Khetzke took three steps back from the plate, gave a wink to the dugout. Hubbel glared from the mound. Khetzke, still outside of the batter’s box, peered back at him. Bowlegged his knees. Swung the bat, a peashooter in his massive hands, off his shoulder and down between his legs. Cocked back his cap. Raised his right hand high in the air. And then, in one graceful motion as fluid as the River Jordan, Khetzke the Cowboy began to ride his bat like a wooden horse and lasso an imaginary calf.
He whooped and hollered. His horse whinnied and whined. The crowd cackled and jeered. Khetzke was smooth in the saddle. His horse bucked but its rider was steady. Steady, and smiling. Hubbel was mad as a bull. It was bad baseball manners to pull a stunt like this against a man who was pitching a no-hitter, but Khetzke the Cowboy didn’t seem to care.

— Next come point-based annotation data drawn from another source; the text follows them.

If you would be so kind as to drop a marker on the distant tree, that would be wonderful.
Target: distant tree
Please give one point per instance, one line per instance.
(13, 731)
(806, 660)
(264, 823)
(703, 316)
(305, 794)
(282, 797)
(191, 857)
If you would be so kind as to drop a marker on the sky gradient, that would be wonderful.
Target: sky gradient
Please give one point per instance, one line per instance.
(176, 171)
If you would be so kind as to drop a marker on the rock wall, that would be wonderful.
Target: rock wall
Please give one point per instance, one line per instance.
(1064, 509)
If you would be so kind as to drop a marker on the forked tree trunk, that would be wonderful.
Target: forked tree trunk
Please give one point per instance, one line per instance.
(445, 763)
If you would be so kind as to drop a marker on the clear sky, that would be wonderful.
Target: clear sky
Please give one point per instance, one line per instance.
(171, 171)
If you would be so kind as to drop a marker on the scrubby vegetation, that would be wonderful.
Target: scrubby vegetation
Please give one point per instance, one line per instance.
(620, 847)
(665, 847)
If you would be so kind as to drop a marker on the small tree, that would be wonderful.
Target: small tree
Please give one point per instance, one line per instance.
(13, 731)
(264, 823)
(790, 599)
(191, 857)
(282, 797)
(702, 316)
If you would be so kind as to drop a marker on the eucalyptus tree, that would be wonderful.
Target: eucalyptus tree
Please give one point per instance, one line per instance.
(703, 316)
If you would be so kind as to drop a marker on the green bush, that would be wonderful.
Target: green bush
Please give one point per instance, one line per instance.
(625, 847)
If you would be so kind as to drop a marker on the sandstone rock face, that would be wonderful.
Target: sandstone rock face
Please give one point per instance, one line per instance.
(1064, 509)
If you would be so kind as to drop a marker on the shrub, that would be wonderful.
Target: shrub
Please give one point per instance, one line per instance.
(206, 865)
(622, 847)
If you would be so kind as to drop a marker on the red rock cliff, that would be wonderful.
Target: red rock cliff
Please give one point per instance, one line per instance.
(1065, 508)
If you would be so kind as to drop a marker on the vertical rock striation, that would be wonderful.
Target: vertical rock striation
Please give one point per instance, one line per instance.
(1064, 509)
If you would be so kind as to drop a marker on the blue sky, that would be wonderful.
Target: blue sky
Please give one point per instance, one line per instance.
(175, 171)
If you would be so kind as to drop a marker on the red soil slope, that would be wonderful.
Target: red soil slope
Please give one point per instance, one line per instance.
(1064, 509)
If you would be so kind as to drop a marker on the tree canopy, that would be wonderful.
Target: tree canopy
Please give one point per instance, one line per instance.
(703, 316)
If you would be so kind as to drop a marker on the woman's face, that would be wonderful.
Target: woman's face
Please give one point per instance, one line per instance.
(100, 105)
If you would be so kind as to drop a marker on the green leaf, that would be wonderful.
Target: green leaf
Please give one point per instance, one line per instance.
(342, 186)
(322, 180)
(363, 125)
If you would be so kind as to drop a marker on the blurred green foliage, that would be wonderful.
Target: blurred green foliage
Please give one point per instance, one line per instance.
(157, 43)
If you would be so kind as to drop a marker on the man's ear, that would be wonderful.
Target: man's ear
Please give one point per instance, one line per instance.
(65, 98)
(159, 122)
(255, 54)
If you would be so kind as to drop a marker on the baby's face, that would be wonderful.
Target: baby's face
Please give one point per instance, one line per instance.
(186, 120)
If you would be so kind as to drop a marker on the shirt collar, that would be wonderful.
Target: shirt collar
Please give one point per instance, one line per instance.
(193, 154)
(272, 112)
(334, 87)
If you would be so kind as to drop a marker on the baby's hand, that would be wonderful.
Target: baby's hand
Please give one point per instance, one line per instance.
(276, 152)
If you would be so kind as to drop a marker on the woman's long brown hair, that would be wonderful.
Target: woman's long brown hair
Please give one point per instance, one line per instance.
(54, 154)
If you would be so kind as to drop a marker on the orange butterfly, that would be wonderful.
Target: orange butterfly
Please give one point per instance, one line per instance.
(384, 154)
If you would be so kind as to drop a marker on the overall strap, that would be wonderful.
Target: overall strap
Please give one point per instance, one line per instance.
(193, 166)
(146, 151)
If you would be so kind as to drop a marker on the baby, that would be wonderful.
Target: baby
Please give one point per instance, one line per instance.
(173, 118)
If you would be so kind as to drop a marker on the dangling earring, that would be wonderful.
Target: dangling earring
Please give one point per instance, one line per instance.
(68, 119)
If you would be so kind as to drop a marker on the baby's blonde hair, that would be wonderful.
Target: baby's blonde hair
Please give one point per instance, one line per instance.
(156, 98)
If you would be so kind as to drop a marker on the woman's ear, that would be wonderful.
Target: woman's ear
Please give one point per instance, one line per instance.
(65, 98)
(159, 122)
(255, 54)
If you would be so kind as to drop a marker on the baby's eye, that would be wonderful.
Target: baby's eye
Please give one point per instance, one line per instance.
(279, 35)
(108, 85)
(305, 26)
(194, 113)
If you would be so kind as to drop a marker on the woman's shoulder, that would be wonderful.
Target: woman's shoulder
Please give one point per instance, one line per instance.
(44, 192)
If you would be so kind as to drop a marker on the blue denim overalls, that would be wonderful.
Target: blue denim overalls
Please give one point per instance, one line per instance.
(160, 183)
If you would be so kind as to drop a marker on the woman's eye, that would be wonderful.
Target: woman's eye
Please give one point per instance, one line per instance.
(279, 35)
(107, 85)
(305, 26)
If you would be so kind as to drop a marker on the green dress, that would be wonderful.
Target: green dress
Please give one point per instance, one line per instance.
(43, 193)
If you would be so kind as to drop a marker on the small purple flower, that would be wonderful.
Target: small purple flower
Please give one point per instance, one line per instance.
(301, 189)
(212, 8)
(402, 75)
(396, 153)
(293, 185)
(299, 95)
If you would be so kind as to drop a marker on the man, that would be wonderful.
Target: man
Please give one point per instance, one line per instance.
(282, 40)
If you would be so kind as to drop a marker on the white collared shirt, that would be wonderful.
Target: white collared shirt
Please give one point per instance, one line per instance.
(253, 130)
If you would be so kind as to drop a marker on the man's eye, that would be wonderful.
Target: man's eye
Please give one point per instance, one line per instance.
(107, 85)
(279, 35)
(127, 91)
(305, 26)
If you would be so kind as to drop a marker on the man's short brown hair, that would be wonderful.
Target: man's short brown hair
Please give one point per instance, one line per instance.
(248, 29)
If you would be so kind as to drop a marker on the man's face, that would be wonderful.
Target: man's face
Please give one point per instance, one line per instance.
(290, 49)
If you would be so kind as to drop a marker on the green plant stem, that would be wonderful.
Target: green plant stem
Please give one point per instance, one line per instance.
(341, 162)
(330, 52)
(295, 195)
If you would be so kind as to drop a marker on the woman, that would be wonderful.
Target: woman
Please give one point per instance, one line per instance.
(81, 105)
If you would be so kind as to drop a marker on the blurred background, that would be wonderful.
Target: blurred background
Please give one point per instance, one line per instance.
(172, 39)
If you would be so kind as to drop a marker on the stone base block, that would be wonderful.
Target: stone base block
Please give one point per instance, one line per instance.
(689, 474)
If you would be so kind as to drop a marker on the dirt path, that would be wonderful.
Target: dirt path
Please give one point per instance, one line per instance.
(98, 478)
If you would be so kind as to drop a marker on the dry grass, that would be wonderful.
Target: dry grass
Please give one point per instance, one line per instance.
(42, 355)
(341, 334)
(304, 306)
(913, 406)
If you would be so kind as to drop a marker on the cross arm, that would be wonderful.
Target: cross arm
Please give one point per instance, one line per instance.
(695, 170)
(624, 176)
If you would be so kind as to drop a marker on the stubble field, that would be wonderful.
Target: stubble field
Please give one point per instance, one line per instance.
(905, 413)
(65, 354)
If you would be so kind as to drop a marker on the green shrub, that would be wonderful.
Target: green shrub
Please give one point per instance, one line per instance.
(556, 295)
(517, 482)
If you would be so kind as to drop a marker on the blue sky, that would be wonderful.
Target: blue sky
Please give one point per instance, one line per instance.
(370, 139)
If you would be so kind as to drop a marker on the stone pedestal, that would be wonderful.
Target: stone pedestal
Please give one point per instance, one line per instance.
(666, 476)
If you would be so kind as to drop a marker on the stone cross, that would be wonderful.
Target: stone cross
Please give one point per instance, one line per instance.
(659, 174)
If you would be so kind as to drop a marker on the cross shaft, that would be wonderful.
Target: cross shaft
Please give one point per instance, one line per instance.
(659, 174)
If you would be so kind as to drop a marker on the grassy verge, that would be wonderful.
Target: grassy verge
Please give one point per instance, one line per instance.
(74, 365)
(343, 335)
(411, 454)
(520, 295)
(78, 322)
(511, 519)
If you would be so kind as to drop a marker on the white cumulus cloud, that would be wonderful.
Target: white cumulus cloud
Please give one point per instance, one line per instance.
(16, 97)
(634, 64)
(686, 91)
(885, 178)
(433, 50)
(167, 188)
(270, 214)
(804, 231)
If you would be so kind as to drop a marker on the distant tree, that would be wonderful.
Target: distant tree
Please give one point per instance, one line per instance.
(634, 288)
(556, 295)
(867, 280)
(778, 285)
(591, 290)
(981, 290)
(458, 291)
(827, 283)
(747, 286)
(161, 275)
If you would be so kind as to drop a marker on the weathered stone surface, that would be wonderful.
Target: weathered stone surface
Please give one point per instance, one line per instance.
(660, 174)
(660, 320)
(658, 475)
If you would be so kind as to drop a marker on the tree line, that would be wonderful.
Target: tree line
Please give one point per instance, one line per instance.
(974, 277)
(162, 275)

The Umpire took out his pocket watch and began counting. The catcher for the Giants implored him to do something—this was baseball, not a rodeo—but we all knew the rules, as did the Umpire. The batter is allowed to step out of the batter’s box for up to three minutes. Khetzke rode his wooden horse like a champion wrangler, but by two minutes and fifty-nine seconds he was leaning over the plate, concentrating eyes like two half moons, waiting for the next pitch.
Hubbel shivered like an autumn leaf on the mound. A long interruption in the middle of a pitcher’s routine can do a lot to upset him. He reached into his glove and delivered a curve.
Khetzke’s front leg pawed the ground and he hitched his right elbow. His wrists turned over in the blink of an eye and he brought the bat around the plate. There was a collective gasp from both benches. Hubbel brought his glove over his face and fell to his knees. The sun twitched one inch lower in the sky over right field and the crack of wood on ball-leather reverberated into the heavens. The ball sailed high into the air and soared over the right-field fence. The great Carl Hubbel, all the gas gone out of him, squeaked like a field mouse.
“Did he just ride a horse?” said Reb Shlomo half in disbelief, nearly swallowing his cigarette. “That shtick he pulled — did he know he was going to hit one out?”
We had a 2-1 lead, and we hung on to it for our second win over the Giants.
Sunday’s game wasn’t nearly that close. Jakie Stein gave up four runs in the first inning, and we never recovered. We lost the game, 6-1, but we still had made a damned fine showing, taking the series from the Jints.
Now we were heading to Cincinnati. Moses Levy wired a short note of congratulations and some instructions: He’d heard, from his sons, that Reb Shlomo was sharing a room in the hotel. That wouldn’t do. Though the players stayed two to a room, a manager must have his own space. I wanted to room with Butcher Block, but he and Hester Panim were as inseparable as a lulav and esrog. Instead, I’d stay with Khetzke the Cowboy. Reb Shlomo was hoping the presence of a young bokher like me would curb his wildness.
“Be vigilant,” he told me. “No hanky panky.”